A New Mixed Binarization Method Used in A Real Time Application of Automatic Business Document and Postal Mail Sorting
Djamel Gaceb, Véronique Eglin and Frank Lebourgeois
LIRIS laboratory, National Institut of Applied Science (INSA of Lyon), France
LIRIS laboratory, National Institut of Applied Science (INSA of Lyon), France
Abstract: The binarization is applied in the first stage of segmentation process and has a very strong impact on the performances of the system of the automatic sorting of company documents and mail. We present in the beginning of this paper a complete study of the different existing binarization mechanisms that are developed to meet the needs of specific applications.
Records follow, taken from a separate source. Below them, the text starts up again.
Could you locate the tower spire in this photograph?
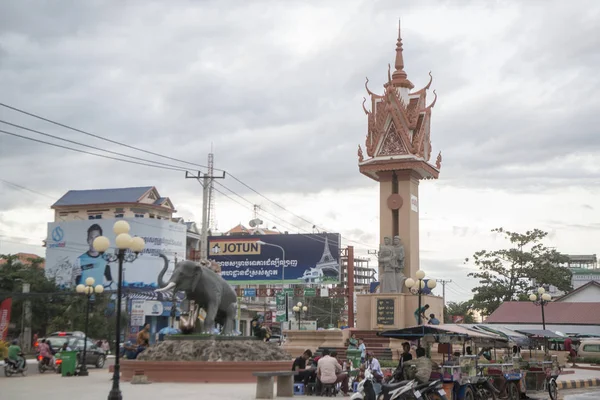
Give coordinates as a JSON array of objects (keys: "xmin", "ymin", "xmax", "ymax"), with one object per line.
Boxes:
[{"xmin": 392, "ymin": 19, "xmax": 414, "ymax": 89}]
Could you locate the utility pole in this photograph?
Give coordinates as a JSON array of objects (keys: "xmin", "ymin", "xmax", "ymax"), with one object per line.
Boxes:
[
  {"xmin": 185, "ymin": 154, "xmax": 225, "ymax": 260},
  {"xmin": 22, "ymin": 283, "xmax": 31, "ymax": 352},
  {"xmin": 437, "ymin": 279, "xmax": 452, "ymax": 306}
]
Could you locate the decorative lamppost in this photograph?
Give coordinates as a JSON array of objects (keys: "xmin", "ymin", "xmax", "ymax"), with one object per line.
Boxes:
[
  {"xmin": 292, "ymin": 302, "xmax": 308, "ymax": 330},
  {"xmin": 530, "ymin": 287, "xmax": 552, "ymax": 354},
  {"xmin": 92, "ymin": 220, "xmax": 145, "ymax": 400},
  {"xmin": 256, "ymin": 240, "xmax": 288, "ymax": 340},
  {"xmin": 405, "ymin": 270, "xmax": 437, "ymax": 346},
  {"xmin": 75, "ymin": 277, "xmax": 104, "ymax": 376}
]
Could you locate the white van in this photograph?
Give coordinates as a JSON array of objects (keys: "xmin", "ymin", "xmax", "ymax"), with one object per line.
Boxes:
[{"xmin": 577, "ymin": 339, "xmax": 600, "ymax": 359}]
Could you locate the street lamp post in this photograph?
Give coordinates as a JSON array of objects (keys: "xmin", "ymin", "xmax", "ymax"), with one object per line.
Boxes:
[
  {"xmin": 405, "ymin": 270, "xmax": 437, "ymax": 346},
  {"xmin": 75, "ymin": 277, "xmax": 104, "ymax": 376},
  {"xmin": 92, "ymin": 220, "xmax": 145, "ymax": 400},
  {"xmin": 256, "ymin": 240, "xmax": 288, "ymax": 326},
  {"xmin": 530, "ymin": 287, "xmax": 552, "ymax": 354},
  {"xmin": 292, "ymin": 302, "xmax": 308, "ymax": 330}
]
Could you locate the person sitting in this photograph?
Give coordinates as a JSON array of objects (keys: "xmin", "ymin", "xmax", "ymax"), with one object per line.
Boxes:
[
  {"xmin": 317, "ymin": 349, "xmax": 349, "ymax": 396},
  {"xmin": 38, "ymin": 339, "xmax": 53, "ymax": 366},
  {"xmin": 466, "ymin": 346, "xmax": 473, "ymax": 356},
  {"xmin": 428, "ymin": 313, "xmax": 440, "ymax": 325},
  {"xmin": 478, "ymin": 347, "xmax": 492, "ymax": 361},
  {"xmin": 60, "ymin": 342, "xmax": 72, "ymax": 352},
  {"xmin": 292, "ymin": 349, "xmax": 316, "ymax": 386},
  {"xmin": 403, "ymin": 347, "xmax": 432, "ymax": 384},
  {"xmin": 8, "ymin": 339, "xmax": 25, "ymax": 371},
  {"xmin": 347, "ymin": 333, "xmax": 359, "ymax": 349}
]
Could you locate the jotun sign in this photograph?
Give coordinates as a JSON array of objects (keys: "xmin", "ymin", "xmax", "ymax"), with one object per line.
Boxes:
[{"xmin": 208, "ymin": 233, "xmax": 341, "ymax": 285}]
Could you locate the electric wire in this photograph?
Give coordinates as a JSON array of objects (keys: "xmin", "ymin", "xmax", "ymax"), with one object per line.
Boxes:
[{"xmin": 0, "ymin": 102, "xmax": 220, "ymax": 171}]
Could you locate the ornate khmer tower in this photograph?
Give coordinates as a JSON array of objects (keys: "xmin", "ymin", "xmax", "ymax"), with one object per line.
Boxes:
[{"xmin": 358, "ymin": 22, "xmax": 441, "ymax": 294}]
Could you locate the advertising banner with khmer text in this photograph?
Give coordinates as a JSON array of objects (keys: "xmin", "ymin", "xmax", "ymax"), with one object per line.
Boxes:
[
  {"xmin": 208, "ymin": 233, "xmax": 341, "ymax": 285},
  {"xmin": 45, "ymin": 218, "xmax": 186, "ymax": 291}
]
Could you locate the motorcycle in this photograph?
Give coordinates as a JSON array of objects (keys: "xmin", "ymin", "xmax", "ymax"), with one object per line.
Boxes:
[
  {"xmin": 350, "ymin": 368, "xmax": 377, "ymax": 400},
  {"xmin": 4, "ymin": 354, "xmax": 28, "ymax": 377},
  {"xmin": 37, "ymin": 355, "xmax": 57, "ymax": 373}
]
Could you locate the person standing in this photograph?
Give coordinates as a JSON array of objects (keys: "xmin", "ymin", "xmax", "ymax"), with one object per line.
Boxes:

These conventional approaches, present weaknesses that it is crucial to overcome and unfortunately they remain unsuitable for our real time application. The separation between the thresholding and the text zones location stages considerably increase the computation time and lead to an over-segmentation of the noise and of the paper texture on empty zones of the image. Indeed, none of the traditional methods (whether global or local) efficiently meets all the required conditions. We have managed to optimize this stage by applying a local threshold only near the text zones that can be located by the cumulated gradients method with the multi-resolution and mathematical morphology. We demonstrate the consistent performance of the proposed method on several types of business documents and mail with wide-ranging content and image quality.
Keywords: Binarization, text zones location, real time processing, automatic sorting of company documents and mail.
Received November 9, 2010; accepted May 24, 2011